There — how’s that for a heading to have everyone convinced I’m a self-aggrandising nutter? We all know how everyone who believes in past lives thinks they’ve been someone famous, and no-one’s ever been anonymous and ordinary.
Well, actually I have recalled some very ordinary, anonymous lives. There was the fat German housewife with lots of children, a love of gossip and a fairly disappointing marriage. There was the itinerant Chinese vegetable seller, a young man with neither education nor prospects. And others more interesting but equally forgotten by history.
In fact I don’t think I was any of them, in the sense of being the same identity repackaged and recycled. That’s not how I view reincarnation. I think of the soul as being a very vast entity, pushing this focus of itself out into this reality. (Theoretically, then, one could meet another aspect of one’s soul during this — or any — particular lifetime.) This means that I might be able to access the memories of any other aspect of the same soul, but could not claim that I — this identity / personality / ego — WAS that other identity / personality / ego.

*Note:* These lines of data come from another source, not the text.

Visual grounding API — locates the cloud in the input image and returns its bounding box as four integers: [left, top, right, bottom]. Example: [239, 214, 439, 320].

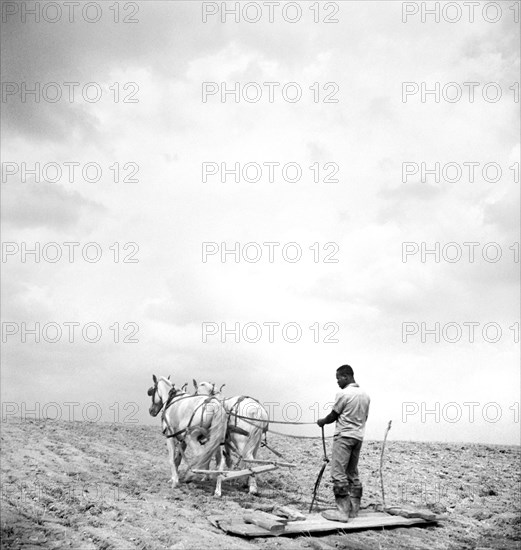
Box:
[2, 182, 106, 230]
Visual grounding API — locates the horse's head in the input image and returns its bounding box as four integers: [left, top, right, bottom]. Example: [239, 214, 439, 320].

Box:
[147, 374, 173, 416]
[193, 380, 217, 395]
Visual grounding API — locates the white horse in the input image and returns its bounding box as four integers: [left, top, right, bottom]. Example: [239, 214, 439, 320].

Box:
[193, 380, 269, 494]
[148, 375, 227, 497]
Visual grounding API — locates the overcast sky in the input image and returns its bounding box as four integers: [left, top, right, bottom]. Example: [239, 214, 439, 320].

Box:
[1, 1, 520, 444]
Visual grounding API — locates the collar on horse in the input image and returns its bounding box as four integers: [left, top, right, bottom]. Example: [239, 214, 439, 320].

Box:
[161, 388, 218, 441]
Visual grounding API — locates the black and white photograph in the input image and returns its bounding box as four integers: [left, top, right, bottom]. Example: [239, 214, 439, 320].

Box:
[0, 0, 521, 550]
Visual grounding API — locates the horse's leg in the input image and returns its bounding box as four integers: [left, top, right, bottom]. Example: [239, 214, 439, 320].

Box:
[214, 447, 224, 497]
[175, 441, 186, 470]
[170, 437, 179, 489]
[246, 434, 262, 495]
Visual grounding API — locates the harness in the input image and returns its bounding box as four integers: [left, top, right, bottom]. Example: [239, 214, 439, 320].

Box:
[228, 395, 269, 435]
[161, 388, 220, 442]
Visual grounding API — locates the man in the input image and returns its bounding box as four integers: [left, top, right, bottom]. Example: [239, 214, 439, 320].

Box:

OK, so I wasn’t King Tut. However, during one soul regression, I most certainly had a vivid experience of being in his body and feeling his feelings. I — let us say ‘I’, as that’s what it felt like at the time — was standing in the temple, watching adoringly as my father Akhnaten performed the ritual. The temple had a huge opening in the roof, through which we could all see the blazing sun. As Tutankhamen, I spoke passionately to the person guiding me through the regression, explaining that it wasn’t true that Akhnaten was ugly (as his pictures and statues seem to suggest). I exclaimed: ‘My father was a beautiful, beautiful man!’
At that time, decades ago now, it was thought that Tutankhamen was not a child of Akhnaten. Imagine how vindicated I feel, now that there is clear evidence that he was. Incidentally, it appears that Akhnaten may not have been anywhere near as misshapen as the images portraying him have led us to believe. I can confirm the supposition that Tutankhamen was frail and sickly, too.
Some years after this regression, I became very friendly with a woman who had her own memories of having been Tutankhamen. Many of the details she recalled meshed with mine (and were not in the public domain). Around the same time, I met a psychic who confirmed that about my friend, and told me I had been Tutankhamen’s tutor, who was very close to him. This was puzzling and disconcerting of course, but then, in quite a different context, my friend and I received indications of being twin souls. I’m not sure what that means. Would twin souls share the same makeup, as physical (identical) twins do? Or does it mean we are different aspects of the same soul, happening to inhabit the same time period? Either way, I think it feasible that the me who is here now might have access to ‘his’ (Tutankhamen’s) memories and even emotions.
All I can say is, it sure felt real, and it sure felt like ‘me’ — though not this me who writes this now. And I certainly have a lot of emotion bound up in it all. Part of this me wants to leap with joy at the latest findings about Tutankhamen’s parentage, and yell: ‘See!!!’